Reading this piece about
The Last Glimpses of California's Vanishing Hippie Utopias I do wonder if the people who are still there have a different and mellower vision of what it was like than the ones who left - though there is some acknowledgement that people did leave, and we see that there doesn't seem to be much generational continuation of the lifestyle.
It does seem as though there were was quite a bit of difference between the various individuals and groups escaping into the woods? It's all just a little bit vague and elegiac in this article.
Maybe because I also more or less simultaneously came across
this review of a book, Shelter from the Machine: Homesteaders in the Age of Capitalism. about different groups of homesteaders in the rather different milieu of Kentucky’s Bear Lick Valley. A rather different picture.
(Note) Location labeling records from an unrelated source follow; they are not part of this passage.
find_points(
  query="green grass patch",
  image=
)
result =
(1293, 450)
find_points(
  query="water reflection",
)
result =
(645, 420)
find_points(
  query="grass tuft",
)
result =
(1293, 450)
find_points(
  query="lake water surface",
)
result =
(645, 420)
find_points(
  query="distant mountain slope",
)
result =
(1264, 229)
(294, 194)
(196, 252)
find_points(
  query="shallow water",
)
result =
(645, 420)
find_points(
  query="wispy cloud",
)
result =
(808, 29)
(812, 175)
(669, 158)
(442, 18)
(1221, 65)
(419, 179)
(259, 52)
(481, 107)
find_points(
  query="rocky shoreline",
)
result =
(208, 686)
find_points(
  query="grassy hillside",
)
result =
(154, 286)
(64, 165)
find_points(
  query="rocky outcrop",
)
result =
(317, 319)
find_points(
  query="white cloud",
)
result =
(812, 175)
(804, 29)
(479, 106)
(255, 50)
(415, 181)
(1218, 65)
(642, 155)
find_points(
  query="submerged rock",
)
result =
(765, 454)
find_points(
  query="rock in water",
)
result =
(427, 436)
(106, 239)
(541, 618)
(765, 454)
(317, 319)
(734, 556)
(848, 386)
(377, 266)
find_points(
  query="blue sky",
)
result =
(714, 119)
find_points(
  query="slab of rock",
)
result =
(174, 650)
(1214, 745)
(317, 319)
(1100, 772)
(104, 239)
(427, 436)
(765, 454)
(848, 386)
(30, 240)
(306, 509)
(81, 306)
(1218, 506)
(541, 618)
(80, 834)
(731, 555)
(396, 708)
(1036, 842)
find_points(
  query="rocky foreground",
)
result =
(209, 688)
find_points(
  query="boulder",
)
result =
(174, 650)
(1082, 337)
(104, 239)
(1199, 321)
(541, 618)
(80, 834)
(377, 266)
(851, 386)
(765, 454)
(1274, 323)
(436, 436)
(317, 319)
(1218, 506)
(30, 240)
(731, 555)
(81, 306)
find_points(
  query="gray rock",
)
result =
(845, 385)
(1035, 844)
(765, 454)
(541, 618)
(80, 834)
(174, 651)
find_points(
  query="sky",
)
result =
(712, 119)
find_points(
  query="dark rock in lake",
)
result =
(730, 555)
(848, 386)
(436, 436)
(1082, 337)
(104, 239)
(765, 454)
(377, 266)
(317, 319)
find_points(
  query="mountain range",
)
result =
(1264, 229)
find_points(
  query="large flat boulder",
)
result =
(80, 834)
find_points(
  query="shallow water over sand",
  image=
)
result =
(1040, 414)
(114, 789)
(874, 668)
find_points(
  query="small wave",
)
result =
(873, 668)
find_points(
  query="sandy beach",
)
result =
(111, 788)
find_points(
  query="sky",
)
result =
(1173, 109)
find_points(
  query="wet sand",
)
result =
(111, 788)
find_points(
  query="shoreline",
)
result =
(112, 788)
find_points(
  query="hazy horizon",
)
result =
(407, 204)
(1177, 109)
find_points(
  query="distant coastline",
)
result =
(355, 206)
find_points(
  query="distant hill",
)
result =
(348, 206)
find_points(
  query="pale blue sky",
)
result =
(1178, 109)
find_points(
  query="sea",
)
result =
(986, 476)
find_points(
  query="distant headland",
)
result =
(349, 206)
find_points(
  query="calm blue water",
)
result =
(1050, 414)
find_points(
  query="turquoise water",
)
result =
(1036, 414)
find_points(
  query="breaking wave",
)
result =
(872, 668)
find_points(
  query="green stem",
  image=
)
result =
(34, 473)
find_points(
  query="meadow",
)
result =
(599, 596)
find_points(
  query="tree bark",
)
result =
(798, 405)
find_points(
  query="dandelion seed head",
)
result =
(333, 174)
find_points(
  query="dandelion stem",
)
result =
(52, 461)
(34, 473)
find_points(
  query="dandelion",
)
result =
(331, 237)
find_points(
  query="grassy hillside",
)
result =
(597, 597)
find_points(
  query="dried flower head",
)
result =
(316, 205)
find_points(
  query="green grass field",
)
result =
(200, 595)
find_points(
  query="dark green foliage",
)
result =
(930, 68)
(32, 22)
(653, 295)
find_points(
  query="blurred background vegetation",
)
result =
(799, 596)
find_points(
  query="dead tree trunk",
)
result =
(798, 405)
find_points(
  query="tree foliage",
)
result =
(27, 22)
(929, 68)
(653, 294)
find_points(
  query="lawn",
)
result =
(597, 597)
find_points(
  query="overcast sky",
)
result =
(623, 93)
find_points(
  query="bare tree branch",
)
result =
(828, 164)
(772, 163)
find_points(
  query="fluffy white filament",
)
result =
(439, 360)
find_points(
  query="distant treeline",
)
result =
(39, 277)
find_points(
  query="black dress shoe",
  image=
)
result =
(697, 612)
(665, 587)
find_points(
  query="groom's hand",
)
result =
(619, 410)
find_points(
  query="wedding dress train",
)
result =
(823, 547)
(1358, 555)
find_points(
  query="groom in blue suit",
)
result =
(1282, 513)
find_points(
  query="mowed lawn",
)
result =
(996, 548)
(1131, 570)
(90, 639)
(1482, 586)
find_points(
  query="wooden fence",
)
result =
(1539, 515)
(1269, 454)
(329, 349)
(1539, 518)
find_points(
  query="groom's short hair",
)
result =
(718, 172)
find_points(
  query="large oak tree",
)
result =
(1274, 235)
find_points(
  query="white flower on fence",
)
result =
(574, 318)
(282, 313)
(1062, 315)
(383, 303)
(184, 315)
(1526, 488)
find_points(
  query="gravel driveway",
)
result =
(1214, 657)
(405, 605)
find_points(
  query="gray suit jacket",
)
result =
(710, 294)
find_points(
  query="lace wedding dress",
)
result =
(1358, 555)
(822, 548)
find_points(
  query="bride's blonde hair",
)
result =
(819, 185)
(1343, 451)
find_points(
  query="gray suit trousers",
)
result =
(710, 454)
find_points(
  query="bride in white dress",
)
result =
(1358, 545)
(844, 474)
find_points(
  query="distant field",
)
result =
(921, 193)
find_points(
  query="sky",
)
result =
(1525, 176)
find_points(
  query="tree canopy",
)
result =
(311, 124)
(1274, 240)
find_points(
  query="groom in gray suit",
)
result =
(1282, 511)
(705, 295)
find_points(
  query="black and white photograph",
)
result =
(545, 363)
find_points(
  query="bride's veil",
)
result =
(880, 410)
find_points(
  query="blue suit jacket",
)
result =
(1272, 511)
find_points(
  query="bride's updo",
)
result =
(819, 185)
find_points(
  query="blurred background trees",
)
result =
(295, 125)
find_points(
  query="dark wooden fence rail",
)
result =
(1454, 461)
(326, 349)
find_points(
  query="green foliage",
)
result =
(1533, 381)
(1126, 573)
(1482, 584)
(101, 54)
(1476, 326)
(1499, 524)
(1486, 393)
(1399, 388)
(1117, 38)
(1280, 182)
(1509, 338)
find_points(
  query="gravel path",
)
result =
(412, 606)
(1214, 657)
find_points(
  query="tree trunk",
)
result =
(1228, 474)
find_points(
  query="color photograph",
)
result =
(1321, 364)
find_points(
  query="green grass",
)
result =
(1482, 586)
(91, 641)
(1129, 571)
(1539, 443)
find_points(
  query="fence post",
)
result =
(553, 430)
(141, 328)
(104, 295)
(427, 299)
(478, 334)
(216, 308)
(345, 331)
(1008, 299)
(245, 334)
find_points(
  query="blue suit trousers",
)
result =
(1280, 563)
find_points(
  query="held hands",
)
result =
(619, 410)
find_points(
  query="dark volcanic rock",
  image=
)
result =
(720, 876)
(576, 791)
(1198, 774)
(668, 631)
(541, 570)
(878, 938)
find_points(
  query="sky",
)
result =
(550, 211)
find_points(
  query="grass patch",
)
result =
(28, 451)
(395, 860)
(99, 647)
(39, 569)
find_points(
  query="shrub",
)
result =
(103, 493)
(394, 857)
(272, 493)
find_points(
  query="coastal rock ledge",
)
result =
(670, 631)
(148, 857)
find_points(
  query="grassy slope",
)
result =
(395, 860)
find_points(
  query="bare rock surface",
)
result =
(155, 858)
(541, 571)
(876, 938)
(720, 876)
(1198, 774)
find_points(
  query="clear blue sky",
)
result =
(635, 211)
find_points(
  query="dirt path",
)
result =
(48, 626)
Thinking of that not entirely happy gay black guy among the Californian hippie redwoods, urban spaces tended to be if not exactly more accepting, at least to provide spaces for meeting like souls:
Julius Caesar Taylor's Molly House - Tottenham Court Road.
Further on the long history of London's Black population, proposal to put up a
Blue Plaque for Olaudah Equiano in Greenwich;
And there is already a Blue Plaque in Peckham for
Dr Harold Moody, GP and founder of the League of Coloured Peoples.
Rather grimmer history:
A Business Archive of the French Illegal Slave Trade in the Nineteenth Century - very rare to find actual records of how this illicit enterprise was carried on:
[T]wo ship’s journals, records of the outfitting and completion of the expedition, false papers, an insurance contract, letters from the ship’s owner to the captain, the captain’s letter book, crew lists, and records of negotiations with slave dealers in West Africa.